Karl Forsman

Personal information
- Nationality: Swedish
- Born: 7 December 1996 (age 29) Östersund, Sweden

Sport
- Country: Sweden
- Sport: Para swimming
- Disability class: S5 and S6

Achievements and titles
- Paralympic finals: Rio 2016

Medal record
Men's para swimming
Representing Sweden
Paralympic Games
| Gold medal – first place | 2016 Rio | 100 m breaststroke SB5 |
IPC Swimming World Championships
| Silver medal – second place | 2015 Glasgow | 100 m breaststroke SB5 |

= Karl Forsman =

Swedish Paralympic swimmer

Karl Forsman (born 7 December 1996 in Östersund, Sweden) is a Swedish male swimmer, competing at the S5 and S6 classes, and current Paralympic Champion of the men's 100 m breaststroke (SB5).
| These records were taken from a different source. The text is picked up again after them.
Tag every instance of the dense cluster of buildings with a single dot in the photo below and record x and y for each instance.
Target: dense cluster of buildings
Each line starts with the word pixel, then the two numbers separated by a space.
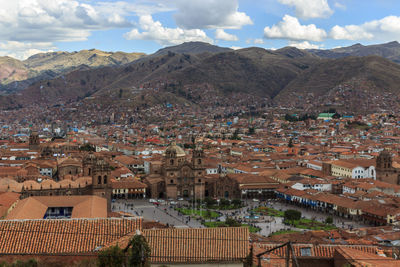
pixel 347 166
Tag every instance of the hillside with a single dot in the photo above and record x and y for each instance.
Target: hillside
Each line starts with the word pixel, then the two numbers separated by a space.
pixel 12 70
pixel 251 71
pixel 192 48
pixel 61 61
pixel 286 77
pixel 390 51
pixel 351 84
pixel 16 75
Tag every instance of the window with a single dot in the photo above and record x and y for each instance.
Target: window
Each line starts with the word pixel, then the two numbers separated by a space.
pixel 305 251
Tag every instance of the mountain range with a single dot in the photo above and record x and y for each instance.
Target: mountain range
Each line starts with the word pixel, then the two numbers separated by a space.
pixel 305 79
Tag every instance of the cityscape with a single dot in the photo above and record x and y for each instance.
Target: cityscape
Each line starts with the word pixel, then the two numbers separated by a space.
pixel 277 149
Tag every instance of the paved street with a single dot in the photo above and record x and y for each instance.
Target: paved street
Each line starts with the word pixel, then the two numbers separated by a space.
pixel 151 212
pixel 165 214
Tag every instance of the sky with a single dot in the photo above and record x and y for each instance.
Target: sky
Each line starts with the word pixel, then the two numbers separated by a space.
pixel 28 27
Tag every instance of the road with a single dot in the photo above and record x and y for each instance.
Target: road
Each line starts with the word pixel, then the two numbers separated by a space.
pixel 167 215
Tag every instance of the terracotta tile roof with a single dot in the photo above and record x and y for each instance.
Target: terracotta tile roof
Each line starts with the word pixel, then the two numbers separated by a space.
pixel 317 250
pixel 359 258
pixel 198 245
pixel 62 236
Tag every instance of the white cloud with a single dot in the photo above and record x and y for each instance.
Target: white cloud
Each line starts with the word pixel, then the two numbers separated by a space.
pixel 349 32
pixel 29 26
pixel 220 34
pixel 304 45
pixel 383 30
pixel 211 14
pixel 154 30
pixel 291 29
pixel 21 50
pixel 307 9
pixel 340 6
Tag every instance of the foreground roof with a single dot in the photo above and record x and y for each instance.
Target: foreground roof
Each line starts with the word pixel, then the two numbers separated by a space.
pixel 227 244
pixel 63 236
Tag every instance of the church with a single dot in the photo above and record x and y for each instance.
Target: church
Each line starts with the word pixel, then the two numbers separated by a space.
pixel 94 167
pixel 385 171
pixel 178 176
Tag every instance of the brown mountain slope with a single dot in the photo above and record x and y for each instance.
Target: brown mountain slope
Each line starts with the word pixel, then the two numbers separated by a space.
pixel 60 61
pixel 389 51
pixel 251 71
pixel 12 70
pixel 352 84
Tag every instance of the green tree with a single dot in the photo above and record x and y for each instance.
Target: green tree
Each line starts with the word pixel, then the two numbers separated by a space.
pixel 112 257
pixel 249 259
pixel 210 202
pixel 224 202
pixel 138 251
pixel 231 222
pixel 292 215
pixel 236 202
pixel 87 147
pixel 290 142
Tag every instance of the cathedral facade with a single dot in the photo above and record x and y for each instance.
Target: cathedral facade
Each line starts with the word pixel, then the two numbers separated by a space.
pixel 384 169
pixel 96 168
pixel 179 176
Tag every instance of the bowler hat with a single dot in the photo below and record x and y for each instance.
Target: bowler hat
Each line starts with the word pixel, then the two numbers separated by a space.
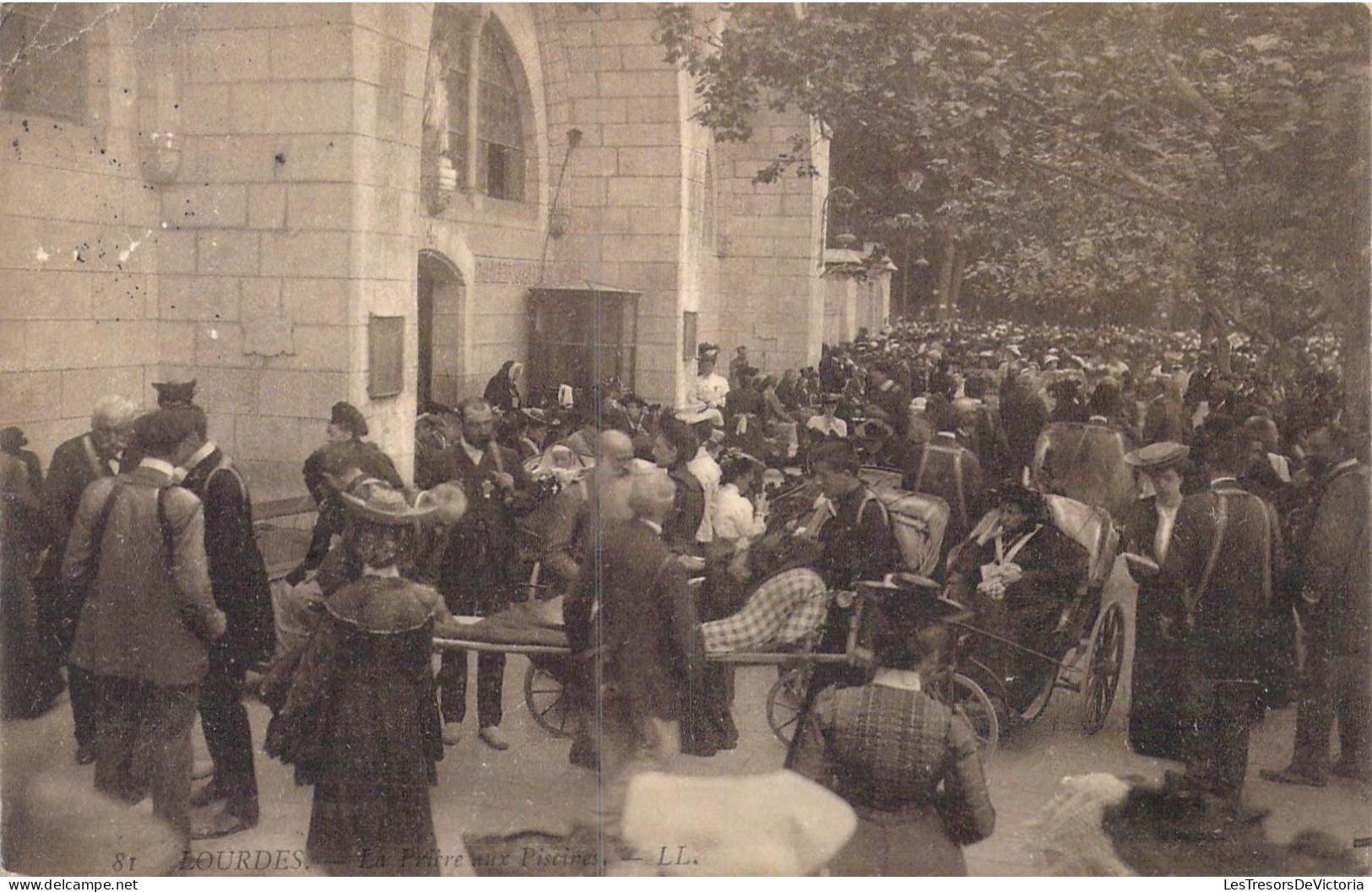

With a silver medal from the men's 100 metre breaststroke at the 2015 IPC Swimming World Championships, Forsman qualified for the 2016 Summer Paralympics in Rio de Janeiro. Forsman won a gold medal when swimming the men's 100 m breaststroke (SB5) at the 2016 Summer Paralympics with the time 1:34:27.